Wednesday, December 21, 2005
Google-AOL ... Has it's pro's and con's
So Google has agreed to buy up a piece of the fledgling AOL for $1 billion. This is an interesting scenario, considering it was Yahoo! that opened the lines of communication with Time Warner about picking up a stake in their AOL product.
The affects of this partnership will soon be seen with many products. There are definitely some good and bad in this arrangement.
First, this arrangement is a defensive move (in my opinion) by Google. AOL is currently its largest client, providing 10% of its advertising revenue on its various website and search which is 'powered' by Google. If Yahoo! or Microsoft were successful in purchasing part of AOL, of course the ad revenue would be obliterated.
Ultimately, AOL decided it was better to go with the leader in ad revenue and search, than to help one of the competitors grow ... and Google, was successful in blocking a rival from buying up a great customer. But at what sacrifice?
Well, Google has agreed to expand on its display advertising. This means that you may see more flashy banner ads on websites with ads powered by Google. This abandons the "non-intrusive" text-based ads you currently see on your Google Search Results and GMail folders.
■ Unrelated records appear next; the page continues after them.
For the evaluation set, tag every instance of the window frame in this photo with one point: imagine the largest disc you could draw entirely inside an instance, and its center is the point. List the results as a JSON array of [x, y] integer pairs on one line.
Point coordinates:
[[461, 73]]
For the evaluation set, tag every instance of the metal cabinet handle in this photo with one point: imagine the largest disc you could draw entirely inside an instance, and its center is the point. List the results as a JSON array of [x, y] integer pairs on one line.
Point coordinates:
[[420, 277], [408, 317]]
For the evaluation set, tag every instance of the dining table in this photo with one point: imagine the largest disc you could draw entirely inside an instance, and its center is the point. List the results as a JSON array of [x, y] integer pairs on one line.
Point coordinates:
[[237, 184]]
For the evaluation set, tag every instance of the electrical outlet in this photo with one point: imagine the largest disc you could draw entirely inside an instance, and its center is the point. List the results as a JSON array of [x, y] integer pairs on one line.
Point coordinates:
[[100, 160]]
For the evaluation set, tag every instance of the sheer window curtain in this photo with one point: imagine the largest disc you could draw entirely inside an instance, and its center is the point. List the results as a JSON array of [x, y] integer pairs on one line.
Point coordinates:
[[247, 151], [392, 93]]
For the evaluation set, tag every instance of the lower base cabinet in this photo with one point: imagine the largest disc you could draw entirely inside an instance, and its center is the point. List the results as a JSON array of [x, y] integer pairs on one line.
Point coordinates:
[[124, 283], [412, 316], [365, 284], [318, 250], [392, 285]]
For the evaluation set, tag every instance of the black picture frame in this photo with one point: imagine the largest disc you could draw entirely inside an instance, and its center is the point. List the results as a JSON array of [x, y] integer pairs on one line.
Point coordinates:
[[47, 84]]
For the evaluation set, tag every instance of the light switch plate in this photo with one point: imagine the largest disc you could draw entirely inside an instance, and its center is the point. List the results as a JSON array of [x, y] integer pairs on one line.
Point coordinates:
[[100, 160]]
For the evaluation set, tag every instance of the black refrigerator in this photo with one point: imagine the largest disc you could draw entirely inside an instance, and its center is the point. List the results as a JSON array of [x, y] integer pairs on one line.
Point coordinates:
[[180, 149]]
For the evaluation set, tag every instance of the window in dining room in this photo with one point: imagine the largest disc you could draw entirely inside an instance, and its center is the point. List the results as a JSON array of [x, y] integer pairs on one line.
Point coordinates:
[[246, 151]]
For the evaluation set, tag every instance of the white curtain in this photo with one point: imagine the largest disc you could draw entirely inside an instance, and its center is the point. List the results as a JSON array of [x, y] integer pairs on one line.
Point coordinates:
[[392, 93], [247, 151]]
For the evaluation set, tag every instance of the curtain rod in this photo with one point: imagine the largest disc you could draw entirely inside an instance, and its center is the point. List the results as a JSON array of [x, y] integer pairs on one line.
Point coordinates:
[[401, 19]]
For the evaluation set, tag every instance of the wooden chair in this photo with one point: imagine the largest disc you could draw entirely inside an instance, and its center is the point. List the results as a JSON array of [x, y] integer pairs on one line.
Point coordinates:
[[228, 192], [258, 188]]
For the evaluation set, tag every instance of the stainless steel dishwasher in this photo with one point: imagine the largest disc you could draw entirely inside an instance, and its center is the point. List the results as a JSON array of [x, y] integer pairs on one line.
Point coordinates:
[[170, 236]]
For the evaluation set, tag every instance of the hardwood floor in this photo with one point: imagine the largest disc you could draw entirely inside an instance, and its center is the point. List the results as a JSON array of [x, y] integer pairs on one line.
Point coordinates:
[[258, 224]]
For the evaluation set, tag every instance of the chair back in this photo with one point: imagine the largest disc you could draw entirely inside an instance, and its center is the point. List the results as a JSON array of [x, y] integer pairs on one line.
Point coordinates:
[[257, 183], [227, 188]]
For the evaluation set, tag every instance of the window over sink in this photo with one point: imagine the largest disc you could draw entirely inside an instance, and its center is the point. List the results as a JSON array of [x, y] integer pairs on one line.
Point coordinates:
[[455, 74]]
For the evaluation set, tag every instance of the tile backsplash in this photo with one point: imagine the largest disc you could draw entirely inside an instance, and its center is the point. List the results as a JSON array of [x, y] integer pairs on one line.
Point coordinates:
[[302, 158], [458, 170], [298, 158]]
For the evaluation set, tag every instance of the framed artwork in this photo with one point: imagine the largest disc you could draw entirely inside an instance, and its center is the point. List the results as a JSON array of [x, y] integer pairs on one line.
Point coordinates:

AOL Content will also be more featured on Google pages. What does that mean? That means that potentially, while searching for information about your favorite sports team, rock band or any other product or service AOL has the ability to give you, rather than seeing content just displayed on the "Sponsored Links" section, results may be skewed to show AOL pages towards the top of your search. To me, that kindof sucks.
The upside however is that AOL will sell search-related ads on AOL properties ... meaning more income for Google, and more fun products being made by them for us to play with. A growing Google is a good Google.
Also, Google and AOL plan on making their instant messaging services talk to each other. This is good because I can finally get rid of AIM and clear the space on my desktop ... since Google Talk can be integrated into my Google Deskbar.
So, the Google and AOL pact definitely has its down sides, but in the end it is a great defensive tactic for Google to have a 5% stake in AOL, and it is a partnership that will help AOL to start getting away from its struggling subscription-based revenue stream into a more advertising based system.